ROANOKE TIMES

                         Roanoke Times
                 Copyright (c) 1995, Landmark Communications, Inc.

DATE: SUNDAY, September 10, 1995                   TAG: 9509110040
SECTION: VIRGINIA                    PAGE: C1   EDITION: METRO 
SOURCE: LESLIE TAYLOR STAFF WRITER
DATELINE:                                 LENGTH: Medium


OUSTER SOUGHT IN NAACP

Eighteen members of the Roanoke branch of the NAACP are calling for the removal of the Rev. Charles Green as branch president.

At issue are complaints by two former employees of Total Action Against Poverty, a Roanoke community action agency. The employees - Gloria Dowe and Edward Mitchell - had asked the NAACP to investigate complaints that their job dismissals were discriminatory and improperly handled.

The NAACP chose not to intervene. Some branch members contend it was because Green is a member of TAP's board of directors.

"Because of his involvement on the [TAP] board of directors, Rev. Green has failed to properly represent" the former TAP employees, members wrote in a letter to Myrlie Evers-Williams, the national chairwoman of the National Association for the Advancement of Colored People. "We feel that Rev. Green is not able to effectively represent the chapter due to his outside activities."

The members, Gloria Dowe included, have asked the national NAACP to investigate. A spokeswoman at the national office said she didn't know if the office had received the members' letter and an attached 18-signature petition.

Green last week said he had not known about the letter until a reporter told him about it.

"I think it's a dirty trick they're playing," he said. "I think they should have come to me first. And I don't appreciate it at all."

Green acknowledged the appearance of a conflict of interest but said that his serving as president of the Roanoke branch and on the TAP board "didn't get in the way" of how the branch handled the employees' complaints.

"That's just the way these people feel," he said. "That petition doesn't mean a thing."

Green said the complaints were handled like any others. He maintained there was no position the branch could take on either case.

"We've gone as far as we can go," Green said. "They can take legal action. But the [Roanoke] NAACP doesn't have money to furnish a lawyer."

Dowe said she and Mitchell only asked that the NAACP consider looking into their complaints. She said Green was "unresponsive. We didn't feel that he was interested in our cases."

Members had urged Green to resign from the TAP board. Green called a special meeting of the chapter's executive board in July to discuss that suggestion.

"Every member there said I had no reason to get off the [TAP] board," he said. "As far as I'm concerned, it was resolved."

Some members contend that not all executive board members were told of that meeting - only those who would side favorably with Green. They contend that branch members who were not on the executive board were told of the meeting and attended.

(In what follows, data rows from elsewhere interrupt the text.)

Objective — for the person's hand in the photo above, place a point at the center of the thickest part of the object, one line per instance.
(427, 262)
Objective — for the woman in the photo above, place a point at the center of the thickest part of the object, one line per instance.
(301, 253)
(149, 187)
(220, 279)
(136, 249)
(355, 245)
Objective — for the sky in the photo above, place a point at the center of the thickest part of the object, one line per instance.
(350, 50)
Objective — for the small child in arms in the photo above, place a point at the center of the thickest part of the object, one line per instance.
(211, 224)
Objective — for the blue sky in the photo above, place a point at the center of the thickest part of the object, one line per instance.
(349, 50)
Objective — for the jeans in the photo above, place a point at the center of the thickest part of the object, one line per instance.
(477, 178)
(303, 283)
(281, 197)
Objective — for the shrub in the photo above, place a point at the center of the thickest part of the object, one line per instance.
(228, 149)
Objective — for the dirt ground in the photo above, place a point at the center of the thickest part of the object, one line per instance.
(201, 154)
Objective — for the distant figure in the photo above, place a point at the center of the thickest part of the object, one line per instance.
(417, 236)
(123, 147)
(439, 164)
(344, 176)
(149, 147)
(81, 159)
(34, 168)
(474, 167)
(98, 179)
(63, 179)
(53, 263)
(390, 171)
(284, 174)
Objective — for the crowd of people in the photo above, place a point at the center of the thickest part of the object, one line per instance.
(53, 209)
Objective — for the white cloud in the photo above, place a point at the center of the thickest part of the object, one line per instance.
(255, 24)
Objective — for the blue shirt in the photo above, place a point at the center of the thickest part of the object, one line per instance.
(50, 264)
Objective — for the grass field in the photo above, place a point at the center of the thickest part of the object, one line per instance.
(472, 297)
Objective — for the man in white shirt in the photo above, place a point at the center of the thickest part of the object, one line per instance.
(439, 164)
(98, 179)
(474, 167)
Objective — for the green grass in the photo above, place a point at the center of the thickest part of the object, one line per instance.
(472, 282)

"We do not wish upon our local chapter the bad publicity that the national chapter has been receiving," members wrote in their letter to Evers-Williams, referring to financial and management controversies under former national Chairman Benjamin Chavis. "We are trying to keep our members instead of losing them."

The national NAACP can suspend or remove an officer or member if, after a full hearing, he or she is "guilty of conduct not in accord with the principles, aims and purposes" of the NAACP, according to the organization's constitution and by-laws.

Green was elected chapter president in 1992 and re-elected in 1994. He also served as chapter president in the early 1970s.

Green said he does not intend to step down voluntarily.

"I'm not stepping down from anywhere," he said. "I was elected, and I'm going to serve until my term is up in December 1996."